# I didn't expect my honey to crystallize this fast!



## MajorJC (Apr 13, 2013)

Two weeks ago I extracted about 50 pounds of spring honey from a deep super. Today, this is what I found when I went to grab a jar to take to my mom. Every jar is fully crystallized. I should have stored it in the garage I guess. Now I've got to put in in my warming cabinet (former cabinet incubator).


----------



## Newbeek2021 (May 13, 2021)

Wow that sucks, if you wanted only honey..
Just curious how /where did you have it stored so as i dont make the same mistake. Also did you measure the moisture content? Just curious.


----------



## GregB (Dec 26, 2017)

Newbeek2021 said:


> Wow that sucks, if you wanted only honey..
> Just curious how /where did you have it stored so as i dont make the same mistake. Also did you measure the moisture content? Just curious.


This is not as much about _how_ you store it.
This is more about _what_ is in it...
Lots of dandelion nectar will do.


----------



## GFWestTexas (Jul 10, 2021)

Wow… in a week the glucose levels in that stuff are way up there. Did you filter the honey, go raw unfiltered.


----------



## jwcarlson (Feb 14, 2014)

Our honey around here (whatever mix of floral sources it is) crystalizes in a hurry. It's just something to deal with. Buy a bucket heater once you start harvesting a bunch as it makes bottling a lot easier once you have a 5-gallon brick of crystalized honey to deal with


----------



## Newbeek2021 (May 13, 2021)

Yikes, that would suck to contend with & storing, would have to keep it in a warming cabinet before selling & quickly put any that didnt sell back in for storage. 
Hopefully i have different floral sources than you


----------



## jwcarlson (Feb 14, 2014)

Newbeek2021 said:


> Yikes, that would suck to contend with & storing, would have to keep it in a warming cabinet before selling & quickly put any that didnt sell back in for storage.
> Hopefully i have different floral sources than you


It isn't that big of a deal.
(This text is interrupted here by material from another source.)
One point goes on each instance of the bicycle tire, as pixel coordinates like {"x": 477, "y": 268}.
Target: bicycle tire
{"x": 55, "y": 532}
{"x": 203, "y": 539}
I use my sous vide to do any after-bottled warming that's needed. I usually keep a little crystalized around as every once in awhile someone would rather have crystalized than liquid. But 99.9% of people want liquid.

My iteration was temp controller with hive bodies, two light bulbs under the bucket which was sitting on metal queen excluder. Anything after bottling I did on the warming pad of the stovetop. Then I'd warm the bottles in my Reptipro (queen cell incubator) if needed. Then a couple years ago got this bucket warmer and use it with my temp controller. And the sous vide setup is perfect for doing bottles.


----------



## Newbeek2021 (May 13, 2021)

Right but after you warm it & store it its going to crystalize again correct? Warming is just a temporary solution, or have i been misinformed?


----------



## GregB (Dec 26, 2017)

Newbeek2021 said:


> Right but after you warm it & store it its going to crystalize again correct? Warming is just a temporary solution, or have i been misinformed?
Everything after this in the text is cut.